So beteiligten sich unlängst vier Wehren, die DLRG, das Technische Hilfswerk, die DRK-Wasserwacht, die Polizei sowie die DRK-Rettungssanitäter in Meißen an einem "Tag des Rettungswesens", um den Jahrestag würdig zu begehen, sagt der Verantwortliche für die Rettungsdienste im Rathaus der Stadt.

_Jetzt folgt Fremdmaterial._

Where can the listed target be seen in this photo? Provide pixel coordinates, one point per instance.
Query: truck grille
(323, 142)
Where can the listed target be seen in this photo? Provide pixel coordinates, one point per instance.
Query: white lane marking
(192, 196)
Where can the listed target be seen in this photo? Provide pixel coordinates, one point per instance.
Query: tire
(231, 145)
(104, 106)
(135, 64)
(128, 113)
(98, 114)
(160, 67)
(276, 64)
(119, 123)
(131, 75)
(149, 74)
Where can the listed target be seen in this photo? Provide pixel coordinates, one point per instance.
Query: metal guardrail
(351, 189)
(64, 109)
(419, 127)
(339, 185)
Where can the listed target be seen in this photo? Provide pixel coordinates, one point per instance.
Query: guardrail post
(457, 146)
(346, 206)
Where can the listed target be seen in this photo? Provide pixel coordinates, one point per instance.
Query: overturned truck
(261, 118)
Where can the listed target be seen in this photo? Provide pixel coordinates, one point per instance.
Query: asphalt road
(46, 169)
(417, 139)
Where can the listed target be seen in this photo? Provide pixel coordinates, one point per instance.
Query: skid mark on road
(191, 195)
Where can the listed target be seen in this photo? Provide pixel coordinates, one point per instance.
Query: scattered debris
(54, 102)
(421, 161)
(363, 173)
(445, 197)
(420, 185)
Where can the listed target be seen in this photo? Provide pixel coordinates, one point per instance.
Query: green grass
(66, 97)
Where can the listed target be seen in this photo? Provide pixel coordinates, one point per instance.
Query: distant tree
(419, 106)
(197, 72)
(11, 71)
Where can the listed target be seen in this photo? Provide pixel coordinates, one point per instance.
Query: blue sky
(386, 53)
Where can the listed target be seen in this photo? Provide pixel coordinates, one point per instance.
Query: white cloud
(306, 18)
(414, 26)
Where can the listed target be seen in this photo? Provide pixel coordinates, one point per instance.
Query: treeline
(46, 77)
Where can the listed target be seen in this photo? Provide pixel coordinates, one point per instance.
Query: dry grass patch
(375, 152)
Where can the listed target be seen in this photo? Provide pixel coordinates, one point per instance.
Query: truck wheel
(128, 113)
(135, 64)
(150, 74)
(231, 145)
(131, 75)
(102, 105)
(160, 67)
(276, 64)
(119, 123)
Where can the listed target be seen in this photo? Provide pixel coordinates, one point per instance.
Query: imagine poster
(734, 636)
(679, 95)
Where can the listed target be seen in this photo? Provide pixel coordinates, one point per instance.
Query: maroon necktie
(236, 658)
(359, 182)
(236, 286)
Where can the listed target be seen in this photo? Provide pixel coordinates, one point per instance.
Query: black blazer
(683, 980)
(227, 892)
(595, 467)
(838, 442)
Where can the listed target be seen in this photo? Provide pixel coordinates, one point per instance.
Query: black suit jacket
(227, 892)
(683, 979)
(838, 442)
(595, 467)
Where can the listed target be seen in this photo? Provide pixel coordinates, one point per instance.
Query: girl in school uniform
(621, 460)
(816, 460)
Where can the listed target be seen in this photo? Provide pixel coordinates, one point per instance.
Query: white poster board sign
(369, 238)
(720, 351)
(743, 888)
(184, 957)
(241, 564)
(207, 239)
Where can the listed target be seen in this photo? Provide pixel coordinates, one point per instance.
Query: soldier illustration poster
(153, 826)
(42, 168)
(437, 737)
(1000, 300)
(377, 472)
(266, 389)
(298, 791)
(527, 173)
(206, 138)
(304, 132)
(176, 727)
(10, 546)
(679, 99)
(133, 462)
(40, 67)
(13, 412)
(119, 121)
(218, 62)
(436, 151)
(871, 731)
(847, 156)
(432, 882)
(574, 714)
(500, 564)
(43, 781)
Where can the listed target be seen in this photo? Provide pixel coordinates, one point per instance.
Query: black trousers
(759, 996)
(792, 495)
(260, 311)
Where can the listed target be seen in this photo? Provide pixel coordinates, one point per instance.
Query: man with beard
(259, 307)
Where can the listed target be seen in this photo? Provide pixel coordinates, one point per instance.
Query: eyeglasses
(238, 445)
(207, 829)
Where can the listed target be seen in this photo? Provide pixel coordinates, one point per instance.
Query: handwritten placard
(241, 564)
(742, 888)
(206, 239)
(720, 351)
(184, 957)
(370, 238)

Meißen erinnert dabei an die Vereidigung von 132 Freiwilligen für das neu gegründete Feuerlöschkorps am 17. Juli 1841. Doch die Geschichte der Brandbekämpfung reicht bis ins Mittelalter zurück. Bereits im 12. Jahrhundert verpflichteten die Burggrafen Mannschaften zur Bekämpfung der Feuersbrünste, erklärt Rudolph. Angesichts der Enge der Straßen der Elbestadt war dies sinnvoll. In der wachsenden Handwerkerstadt am Fuß der Albrechtsburg übernahm später der Rat der Stadt die Initiative. Vor allem die Handwerker mussten den Umgang mit Feuerlöschgeräten lernen, wobei man bewusst auf die beruflichen Fähigkeiten zurückgriff.

Neue Aufgaben für Wehr
Im 17. Jahrhundert gab es neue Aufgaben für die Brandbekämpfer. 1637 hatten die Schweden die Stadt erobert, geplündert und in Brand gesetzt. Erst 1662 wurden mit- hilfe der Feuerwehr die Trümmerberge und die im Dreißigjährigen Krieg geschlagenen Lücken beseitigt. Mehrere Stadtbrände im 19. Jahrhundert riefen den sächsischen König auf den Plan. Dieser ordnete die Aufstellung von Brandbekämpfungskorps innerhalb der Armee an, was sich jedoch verzögerte.
Zur gleichen Zeit wollten Städte wie Chemnitz und Hamburg städtische Feuerwehren einrichten. Doch Meißen kam ihnen mit der Gründung des Feuerwehrkorps zuvor. Von der Domstadt aus verbreitete sich die Idee der freiwilligen Feuerwehr in ganz Deutschland, Meißen wurde quasi zur "Mutter" der freiwilligen Wehren. Etwa 1865 wurde der Begriff "Feuerlöschkorps" durch "Feuerwehr" ersetzt.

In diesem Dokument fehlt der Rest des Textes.